ESANDAR, Jakarta – Kemenangan Shinzo Abe dalam pemilihan umum yang digelar hari Minggu (22/10/2017) memberikan sinyal kelanjutan kebijakan stimulus ekonomi yang besar-besaran oleh Bank Of Japan. Abenomics, demikian jurus ini dikenal dan dianggap bertentangan dengan arus utama kebijakan moneter global dari sejumlah bank-bank sentral besar.
Pertumbuhan ekonomi Jepang meningkat dengan laju inflasi mendekati target bank of Japan.
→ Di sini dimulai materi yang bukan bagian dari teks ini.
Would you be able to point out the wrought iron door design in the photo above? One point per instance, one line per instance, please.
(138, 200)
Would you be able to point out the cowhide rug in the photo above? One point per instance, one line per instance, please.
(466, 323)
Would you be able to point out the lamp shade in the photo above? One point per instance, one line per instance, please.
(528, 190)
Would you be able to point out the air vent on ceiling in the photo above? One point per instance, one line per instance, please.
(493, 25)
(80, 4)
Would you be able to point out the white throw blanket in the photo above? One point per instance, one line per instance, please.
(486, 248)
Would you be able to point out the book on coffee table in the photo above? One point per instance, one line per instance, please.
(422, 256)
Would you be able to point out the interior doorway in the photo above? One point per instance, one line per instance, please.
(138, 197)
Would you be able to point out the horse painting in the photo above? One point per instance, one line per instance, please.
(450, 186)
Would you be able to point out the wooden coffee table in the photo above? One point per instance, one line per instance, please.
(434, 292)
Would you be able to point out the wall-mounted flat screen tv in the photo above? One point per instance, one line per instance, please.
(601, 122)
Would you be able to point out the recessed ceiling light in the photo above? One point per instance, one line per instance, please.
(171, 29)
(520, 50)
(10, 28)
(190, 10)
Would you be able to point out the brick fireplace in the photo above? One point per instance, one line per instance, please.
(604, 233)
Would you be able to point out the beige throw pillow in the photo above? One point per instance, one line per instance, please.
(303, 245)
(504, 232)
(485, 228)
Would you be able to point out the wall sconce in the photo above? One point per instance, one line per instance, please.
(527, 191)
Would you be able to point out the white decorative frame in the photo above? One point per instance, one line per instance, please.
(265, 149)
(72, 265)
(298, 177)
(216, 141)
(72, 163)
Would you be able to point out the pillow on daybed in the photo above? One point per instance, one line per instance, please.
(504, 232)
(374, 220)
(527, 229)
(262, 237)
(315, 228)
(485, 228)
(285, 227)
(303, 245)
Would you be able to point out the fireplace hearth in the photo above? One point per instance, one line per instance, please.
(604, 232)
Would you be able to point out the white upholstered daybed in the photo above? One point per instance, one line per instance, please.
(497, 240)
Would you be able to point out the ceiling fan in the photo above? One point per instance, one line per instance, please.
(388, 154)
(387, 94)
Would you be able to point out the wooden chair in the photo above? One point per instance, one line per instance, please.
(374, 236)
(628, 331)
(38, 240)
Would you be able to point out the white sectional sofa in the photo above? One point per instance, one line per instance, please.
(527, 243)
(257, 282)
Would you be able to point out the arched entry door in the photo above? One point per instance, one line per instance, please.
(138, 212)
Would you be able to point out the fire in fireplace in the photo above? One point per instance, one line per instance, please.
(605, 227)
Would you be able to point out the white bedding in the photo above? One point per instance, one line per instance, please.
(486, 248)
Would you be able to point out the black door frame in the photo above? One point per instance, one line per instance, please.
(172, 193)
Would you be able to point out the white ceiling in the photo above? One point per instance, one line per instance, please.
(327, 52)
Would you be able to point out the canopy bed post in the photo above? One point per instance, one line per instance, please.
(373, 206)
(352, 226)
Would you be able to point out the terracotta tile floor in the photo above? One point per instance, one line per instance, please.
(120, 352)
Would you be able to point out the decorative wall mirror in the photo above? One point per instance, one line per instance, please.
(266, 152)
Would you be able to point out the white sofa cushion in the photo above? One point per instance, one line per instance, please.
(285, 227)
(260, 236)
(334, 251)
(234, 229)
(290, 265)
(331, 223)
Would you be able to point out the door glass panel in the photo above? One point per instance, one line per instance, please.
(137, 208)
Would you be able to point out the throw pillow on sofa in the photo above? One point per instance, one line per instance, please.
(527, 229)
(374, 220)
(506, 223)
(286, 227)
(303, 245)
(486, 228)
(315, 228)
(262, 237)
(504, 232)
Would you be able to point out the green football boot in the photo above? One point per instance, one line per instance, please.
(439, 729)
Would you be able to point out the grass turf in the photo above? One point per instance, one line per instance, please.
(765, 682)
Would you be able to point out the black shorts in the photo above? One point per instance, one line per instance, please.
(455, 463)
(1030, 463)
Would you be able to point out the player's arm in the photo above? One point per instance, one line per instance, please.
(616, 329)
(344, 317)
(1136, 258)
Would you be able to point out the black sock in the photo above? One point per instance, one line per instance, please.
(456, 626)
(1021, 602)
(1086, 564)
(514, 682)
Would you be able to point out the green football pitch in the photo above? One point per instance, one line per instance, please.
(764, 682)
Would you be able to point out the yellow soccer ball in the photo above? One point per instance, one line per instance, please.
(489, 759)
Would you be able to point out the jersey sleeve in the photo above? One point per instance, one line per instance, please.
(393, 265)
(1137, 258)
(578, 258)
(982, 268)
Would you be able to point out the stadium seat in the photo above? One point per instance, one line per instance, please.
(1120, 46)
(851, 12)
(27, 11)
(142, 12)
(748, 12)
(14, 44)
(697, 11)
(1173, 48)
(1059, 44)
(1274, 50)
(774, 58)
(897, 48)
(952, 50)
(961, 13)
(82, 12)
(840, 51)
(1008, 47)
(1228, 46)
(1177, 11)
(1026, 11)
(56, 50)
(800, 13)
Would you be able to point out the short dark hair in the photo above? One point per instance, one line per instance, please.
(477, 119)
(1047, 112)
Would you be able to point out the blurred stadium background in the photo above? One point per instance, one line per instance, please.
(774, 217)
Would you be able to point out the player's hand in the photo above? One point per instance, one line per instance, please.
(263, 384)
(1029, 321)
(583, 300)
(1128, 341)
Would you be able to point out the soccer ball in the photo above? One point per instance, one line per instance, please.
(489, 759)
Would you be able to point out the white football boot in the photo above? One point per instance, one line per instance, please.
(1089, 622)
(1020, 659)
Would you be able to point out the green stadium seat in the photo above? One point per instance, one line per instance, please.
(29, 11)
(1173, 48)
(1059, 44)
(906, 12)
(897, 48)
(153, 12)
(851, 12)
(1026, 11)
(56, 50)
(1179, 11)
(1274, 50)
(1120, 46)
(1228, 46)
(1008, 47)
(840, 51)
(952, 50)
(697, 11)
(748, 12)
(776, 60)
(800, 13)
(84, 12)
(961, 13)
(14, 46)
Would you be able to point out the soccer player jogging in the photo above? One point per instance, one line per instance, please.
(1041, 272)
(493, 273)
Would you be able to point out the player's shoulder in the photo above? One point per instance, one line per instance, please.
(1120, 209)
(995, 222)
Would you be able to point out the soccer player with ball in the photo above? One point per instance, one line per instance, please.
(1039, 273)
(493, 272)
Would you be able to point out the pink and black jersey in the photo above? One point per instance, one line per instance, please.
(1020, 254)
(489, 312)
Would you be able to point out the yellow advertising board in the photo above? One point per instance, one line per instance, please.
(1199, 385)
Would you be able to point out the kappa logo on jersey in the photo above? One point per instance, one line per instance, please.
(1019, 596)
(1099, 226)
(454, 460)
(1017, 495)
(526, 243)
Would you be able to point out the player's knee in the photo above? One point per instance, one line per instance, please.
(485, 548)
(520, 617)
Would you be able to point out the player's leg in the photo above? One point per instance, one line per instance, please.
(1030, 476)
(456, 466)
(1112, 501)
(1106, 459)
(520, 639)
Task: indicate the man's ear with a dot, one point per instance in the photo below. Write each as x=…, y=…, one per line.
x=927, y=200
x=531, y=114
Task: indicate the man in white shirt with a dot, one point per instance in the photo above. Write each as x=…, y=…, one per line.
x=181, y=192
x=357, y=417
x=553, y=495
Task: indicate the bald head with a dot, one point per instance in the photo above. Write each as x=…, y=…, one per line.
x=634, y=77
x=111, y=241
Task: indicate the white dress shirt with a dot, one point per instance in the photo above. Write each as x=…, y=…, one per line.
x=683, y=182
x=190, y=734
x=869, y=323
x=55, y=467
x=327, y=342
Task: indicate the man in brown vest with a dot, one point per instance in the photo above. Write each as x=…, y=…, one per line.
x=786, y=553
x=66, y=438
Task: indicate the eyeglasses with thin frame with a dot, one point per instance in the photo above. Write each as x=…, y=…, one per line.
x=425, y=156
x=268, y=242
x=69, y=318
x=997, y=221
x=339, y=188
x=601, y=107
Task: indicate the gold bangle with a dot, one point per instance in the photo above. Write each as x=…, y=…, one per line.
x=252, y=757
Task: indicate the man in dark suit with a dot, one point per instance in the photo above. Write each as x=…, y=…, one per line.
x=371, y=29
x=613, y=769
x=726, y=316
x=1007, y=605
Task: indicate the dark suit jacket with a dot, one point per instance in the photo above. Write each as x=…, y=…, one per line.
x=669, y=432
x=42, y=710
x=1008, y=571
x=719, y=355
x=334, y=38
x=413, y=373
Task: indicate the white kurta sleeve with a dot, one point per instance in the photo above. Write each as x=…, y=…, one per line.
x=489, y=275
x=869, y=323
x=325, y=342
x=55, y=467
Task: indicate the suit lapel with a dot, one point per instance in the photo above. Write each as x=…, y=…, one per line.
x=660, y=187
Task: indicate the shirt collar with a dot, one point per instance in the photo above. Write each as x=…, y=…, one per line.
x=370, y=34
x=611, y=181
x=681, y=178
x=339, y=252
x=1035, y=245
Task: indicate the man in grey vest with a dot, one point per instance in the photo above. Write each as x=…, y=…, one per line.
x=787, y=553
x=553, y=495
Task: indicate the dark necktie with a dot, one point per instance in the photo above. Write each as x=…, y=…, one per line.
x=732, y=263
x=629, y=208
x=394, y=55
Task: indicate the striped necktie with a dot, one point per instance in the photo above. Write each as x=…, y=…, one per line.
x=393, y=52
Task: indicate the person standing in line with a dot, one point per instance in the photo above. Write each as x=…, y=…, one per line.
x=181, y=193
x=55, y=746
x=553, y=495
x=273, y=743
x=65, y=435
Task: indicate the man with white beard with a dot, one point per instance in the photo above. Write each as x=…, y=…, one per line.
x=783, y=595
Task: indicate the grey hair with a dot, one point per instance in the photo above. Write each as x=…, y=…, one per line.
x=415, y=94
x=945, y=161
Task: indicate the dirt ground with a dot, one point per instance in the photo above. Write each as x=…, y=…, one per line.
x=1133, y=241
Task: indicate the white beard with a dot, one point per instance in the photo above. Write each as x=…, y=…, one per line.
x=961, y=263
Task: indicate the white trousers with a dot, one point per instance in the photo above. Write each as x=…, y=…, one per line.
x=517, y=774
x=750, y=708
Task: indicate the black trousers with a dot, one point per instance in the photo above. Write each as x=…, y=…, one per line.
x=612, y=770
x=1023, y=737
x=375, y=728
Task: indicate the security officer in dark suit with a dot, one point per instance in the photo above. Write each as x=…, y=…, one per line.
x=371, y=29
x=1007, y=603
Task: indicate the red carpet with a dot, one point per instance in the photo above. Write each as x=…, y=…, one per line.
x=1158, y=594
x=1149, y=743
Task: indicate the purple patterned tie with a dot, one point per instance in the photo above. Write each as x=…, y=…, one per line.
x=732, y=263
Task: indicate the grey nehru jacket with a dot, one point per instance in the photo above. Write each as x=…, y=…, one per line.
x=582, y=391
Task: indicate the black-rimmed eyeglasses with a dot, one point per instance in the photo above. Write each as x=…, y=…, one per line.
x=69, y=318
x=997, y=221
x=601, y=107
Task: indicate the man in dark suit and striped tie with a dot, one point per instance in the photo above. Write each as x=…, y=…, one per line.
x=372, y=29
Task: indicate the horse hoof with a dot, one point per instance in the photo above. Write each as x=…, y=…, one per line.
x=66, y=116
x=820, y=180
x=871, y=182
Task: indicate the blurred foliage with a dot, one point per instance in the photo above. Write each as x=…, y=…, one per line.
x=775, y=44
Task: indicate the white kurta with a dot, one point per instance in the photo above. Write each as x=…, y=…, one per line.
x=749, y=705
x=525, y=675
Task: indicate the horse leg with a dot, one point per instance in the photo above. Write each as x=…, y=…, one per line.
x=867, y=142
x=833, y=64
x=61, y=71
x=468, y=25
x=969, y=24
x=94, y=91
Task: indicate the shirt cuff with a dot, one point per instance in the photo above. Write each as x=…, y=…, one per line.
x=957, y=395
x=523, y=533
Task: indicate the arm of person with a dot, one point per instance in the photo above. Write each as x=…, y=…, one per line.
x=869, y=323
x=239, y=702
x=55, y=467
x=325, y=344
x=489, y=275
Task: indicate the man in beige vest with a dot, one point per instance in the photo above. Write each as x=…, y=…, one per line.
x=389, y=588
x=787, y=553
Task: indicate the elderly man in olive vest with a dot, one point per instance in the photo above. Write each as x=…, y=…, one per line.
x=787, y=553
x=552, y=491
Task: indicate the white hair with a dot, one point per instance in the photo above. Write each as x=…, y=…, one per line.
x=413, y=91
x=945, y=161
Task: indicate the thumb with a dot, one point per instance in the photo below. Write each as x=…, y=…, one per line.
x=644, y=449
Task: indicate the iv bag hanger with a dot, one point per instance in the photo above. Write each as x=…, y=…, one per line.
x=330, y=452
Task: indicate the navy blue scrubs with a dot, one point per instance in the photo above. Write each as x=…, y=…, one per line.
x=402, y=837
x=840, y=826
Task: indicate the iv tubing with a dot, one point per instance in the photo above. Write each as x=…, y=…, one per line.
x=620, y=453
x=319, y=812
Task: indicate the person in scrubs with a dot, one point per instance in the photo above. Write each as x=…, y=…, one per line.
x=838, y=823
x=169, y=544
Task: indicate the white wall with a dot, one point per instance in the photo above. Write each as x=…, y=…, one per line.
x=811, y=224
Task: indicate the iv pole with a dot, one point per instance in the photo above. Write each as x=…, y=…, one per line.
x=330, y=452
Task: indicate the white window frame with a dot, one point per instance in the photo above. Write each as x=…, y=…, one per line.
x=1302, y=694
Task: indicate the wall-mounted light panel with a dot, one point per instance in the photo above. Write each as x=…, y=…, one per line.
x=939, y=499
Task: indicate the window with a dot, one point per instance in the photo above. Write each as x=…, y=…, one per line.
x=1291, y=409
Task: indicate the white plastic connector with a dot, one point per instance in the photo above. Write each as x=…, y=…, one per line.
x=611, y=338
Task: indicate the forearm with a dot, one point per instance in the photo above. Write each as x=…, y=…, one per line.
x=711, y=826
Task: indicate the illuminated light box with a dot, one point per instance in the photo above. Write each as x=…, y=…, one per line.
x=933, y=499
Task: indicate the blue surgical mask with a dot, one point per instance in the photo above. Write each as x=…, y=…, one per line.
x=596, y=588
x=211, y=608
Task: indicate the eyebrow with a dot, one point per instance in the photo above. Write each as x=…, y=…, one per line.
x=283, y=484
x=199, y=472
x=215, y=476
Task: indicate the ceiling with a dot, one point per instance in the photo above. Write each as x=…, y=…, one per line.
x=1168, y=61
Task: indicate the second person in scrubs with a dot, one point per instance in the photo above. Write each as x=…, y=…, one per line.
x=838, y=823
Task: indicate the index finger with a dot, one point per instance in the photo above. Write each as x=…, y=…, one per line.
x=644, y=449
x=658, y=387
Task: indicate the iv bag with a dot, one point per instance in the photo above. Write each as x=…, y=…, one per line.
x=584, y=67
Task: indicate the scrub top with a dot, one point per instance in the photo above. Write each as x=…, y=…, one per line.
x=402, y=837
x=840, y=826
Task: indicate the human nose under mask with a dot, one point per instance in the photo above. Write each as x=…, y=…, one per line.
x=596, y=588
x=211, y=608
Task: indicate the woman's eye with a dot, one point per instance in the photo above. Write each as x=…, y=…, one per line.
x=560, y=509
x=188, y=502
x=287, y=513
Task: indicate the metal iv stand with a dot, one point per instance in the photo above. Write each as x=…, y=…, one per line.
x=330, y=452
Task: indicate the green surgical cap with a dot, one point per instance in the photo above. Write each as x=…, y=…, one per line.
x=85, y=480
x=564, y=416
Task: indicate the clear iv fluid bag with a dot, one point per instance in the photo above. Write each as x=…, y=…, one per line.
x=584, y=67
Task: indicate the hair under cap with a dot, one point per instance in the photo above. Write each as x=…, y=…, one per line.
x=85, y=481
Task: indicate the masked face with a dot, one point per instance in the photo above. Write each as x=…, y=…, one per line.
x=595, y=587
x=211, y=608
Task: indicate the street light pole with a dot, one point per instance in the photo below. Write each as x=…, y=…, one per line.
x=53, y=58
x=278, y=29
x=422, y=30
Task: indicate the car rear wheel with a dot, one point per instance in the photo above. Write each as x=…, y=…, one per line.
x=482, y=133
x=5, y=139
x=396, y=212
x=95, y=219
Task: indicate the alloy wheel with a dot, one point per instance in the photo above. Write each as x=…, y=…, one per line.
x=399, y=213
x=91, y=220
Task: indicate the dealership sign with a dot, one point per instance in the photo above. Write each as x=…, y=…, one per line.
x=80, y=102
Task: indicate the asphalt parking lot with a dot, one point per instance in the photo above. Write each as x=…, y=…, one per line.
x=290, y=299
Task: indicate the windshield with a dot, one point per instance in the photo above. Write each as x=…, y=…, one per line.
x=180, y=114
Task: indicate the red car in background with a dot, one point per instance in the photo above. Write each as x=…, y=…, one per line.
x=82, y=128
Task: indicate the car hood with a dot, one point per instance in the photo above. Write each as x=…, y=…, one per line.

Dengan melanjutkan kebijakan moneter yang longgar, berarti Jepang akan tetap menjadi sumber likuiditas bagi ekonomi dunia terutama pasar negara berkembang di Asia yang rentan terhadap kenaikan suku bunga.
Secara global, kebijakan lanjutan BOJ yang akomodatif ini harus membantu melindungi dari pukulan kebijakan The Fed yang akan menggelar normalisasi dan ECB yang diperkirakan akan memangkas suku bunganya di tahun depan. BOJ tidak akan bisa sendirian menjaga suku bunga rendah di mana-mana, namun komitmennya terhadap akomodasi moneter lanjutan harus menahan kemungkinan kenaikan imbal hasil secara global.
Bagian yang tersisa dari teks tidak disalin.